Monday 16 March 2015

Celiacs Know Things That You Don't....

Celiacs aren't geniuses. Well, I'm sure some of us are. Maybe the guy who invented the Sauna Pants is Celiac. Sauna pants are genius.

 Sauna Pants are a thing and Mother's Day is coming.

But you don't have to be a genius to have Celiacs. Thank God because if that were the case, I would be screwed. I'm pretty clever, but I'm no Sauna Pants inventor.

I saw a thing on someone's Facebook that in order to have diabetes, you have to have a masters in mathematics and patience. All I could think was, thank god I don't have diabetes. In fact, about 10% of Celiacs have diabetes too. Why? Because God has a sense of humor that's why. I am horrible at math...horrible. I should think that Justin Bieber is better at math than I am and he stopped going to school when he was 7 and before that attended in Oakville so he was screwed to start with. None of the last statement was based on fact or even personal knowledge. I just thought the sentence was funny.

I'm not known for my patience either. Ask the lady at the grocery store on Thursday. She was arguing about the cost of a package of toilet paper. It had been advertised at $3.49 cents and it had been rung in at $3.89. The girl behind the counter didn't have the ability, or launch codes to change the price so she was just going to void the item and ring it in by hand. The lady didn't think that this was an acceptable solution. She felt that they were trying to TAKE her. They wanted to suck her into their store with these fancy promises and then fleece her of her hard earned 40 cents. I had no patience for this shit. I reached in my pocket, pulled out two quarters, and slammed them on the counter. She hates me now.

So I'm glad that I don't have to be patient, a math whiz or a genius to have Celiacs.

 However, there are some things that we Celiacs know that the vast majority of the planet do not. Here they are.....

1) Celiacs has to be diagnosed by a doctor. Not Dr. Strangelove or that douche who wears a "I'm a Doctor, take off your clothes" T-Shirt at the mall. A MEDICAL DOCTOR, preferably a Gastroenterologist. You can not decide this for yourself. If you feel better after not eating gluten, you do not necessarily have Celiac Disease.

2) There are no short cuts, there is no way to be a 'little bit Celiac'. Someone told me once that she was 'basically a Celiac too'. Like we were both had the same parole officer or had the same waxer. Saying that you are 'basically Celiac' is the same as being a clingy little roady slut and claiming to 'basically' be in the band. Sorry, unless Ozzy Osbourne is handing you the mic, you aren't in the band and unless you have been diagnosed by a doctor, you don't have Celiacs. Consider yourself lucky on that one.

3) Gluten does not make you fat. It doesn't make you slow or ugly or give you warts. There is no proof that a gluten free diet helps you lose weight.

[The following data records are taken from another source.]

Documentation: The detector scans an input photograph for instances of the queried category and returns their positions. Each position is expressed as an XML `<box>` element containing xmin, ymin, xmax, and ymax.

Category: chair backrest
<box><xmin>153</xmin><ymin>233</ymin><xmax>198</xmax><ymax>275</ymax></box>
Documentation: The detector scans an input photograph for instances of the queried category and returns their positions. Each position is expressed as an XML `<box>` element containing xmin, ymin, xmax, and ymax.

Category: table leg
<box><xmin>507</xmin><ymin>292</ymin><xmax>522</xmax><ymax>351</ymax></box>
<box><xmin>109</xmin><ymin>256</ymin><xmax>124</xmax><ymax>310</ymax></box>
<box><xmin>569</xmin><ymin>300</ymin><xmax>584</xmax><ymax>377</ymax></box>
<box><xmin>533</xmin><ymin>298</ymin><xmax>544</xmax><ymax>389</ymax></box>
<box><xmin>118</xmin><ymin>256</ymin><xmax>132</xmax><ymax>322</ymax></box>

4) Gluten can do weird things though. Gluten can give us headaches, and strange brain fogs that make us forget our hair color. Gluten can give you nausea, vomiting, gas and diarrhea. It can give you sores inside your mouth and viciously itchy rashes on your arms and legs. Gluten can effect the growth of a child and the growth of your hair. Gluten is a wily bitch.

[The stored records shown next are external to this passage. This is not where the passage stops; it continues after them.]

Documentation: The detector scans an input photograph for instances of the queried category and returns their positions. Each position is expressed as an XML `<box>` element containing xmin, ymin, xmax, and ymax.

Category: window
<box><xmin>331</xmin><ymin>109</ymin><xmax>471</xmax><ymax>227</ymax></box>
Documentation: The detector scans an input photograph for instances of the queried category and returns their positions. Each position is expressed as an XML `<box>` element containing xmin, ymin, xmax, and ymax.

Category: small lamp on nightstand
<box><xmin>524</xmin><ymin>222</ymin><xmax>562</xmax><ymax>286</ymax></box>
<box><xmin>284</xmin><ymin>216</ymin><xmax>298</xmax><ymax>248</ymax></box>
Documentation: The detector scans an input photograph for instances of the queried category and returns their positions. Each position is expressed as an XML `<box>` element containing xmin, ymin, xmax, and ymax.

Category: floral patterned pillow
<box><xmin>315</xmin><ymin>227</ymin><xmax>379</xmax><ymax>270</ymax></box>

5) Gluten is everywhere. It really is. It hides in every restaurant you have ever been to. It is in soy sauce and cereal and crackers and breads. Gluten lives in canned soup and pre-made,,,,anything. Some bacon has gluten in it, most sausages, some cheese. It's in beer and rye and burbon. It's in sauces and pastas and every single convenience food there is. It lives in some ice cream and gummy bears. It's in some makeups and face creams and candy canes. Everything fried. GAH!

6) Celiacs know how to read labels. We read labels on everything. A Celiac can read a label faster than Superman can get naked in a phone booth. We know the long and involved list of garbage that resides in food and which ones of those contain gluten. We know to scan for Xanthum Gum first because if something has Xanthum gum in it, it usually means that it doesn't have gluten.

7) We know how long a loaf of bread has been sitting in the freezer at the grocery store. You aren't getting anything over on us. We know that Udi's should not have icicles or look like a polar bear den.

8) We know you think you are an expert on our disease. We know you are wrong. Please don't tell me what I can or can not eat. Please don't tell me you know how horrible it is because you get gas when you eat red peppers.That must be terrible for you. You poor baby.

9) Being Celiac is an inconvenience. But that is ALL it is. There are plenty of worse diseases out there. We don't have to take a bunch of creepy medicines or pump our bodies full of poisons, we have to cut out gluten and that is something we are actually grateful for every day.

10) We know that Sauna Pants are the stupidest thing we have ever seen and yet we secretly want a pair. See? We are just like everyone else.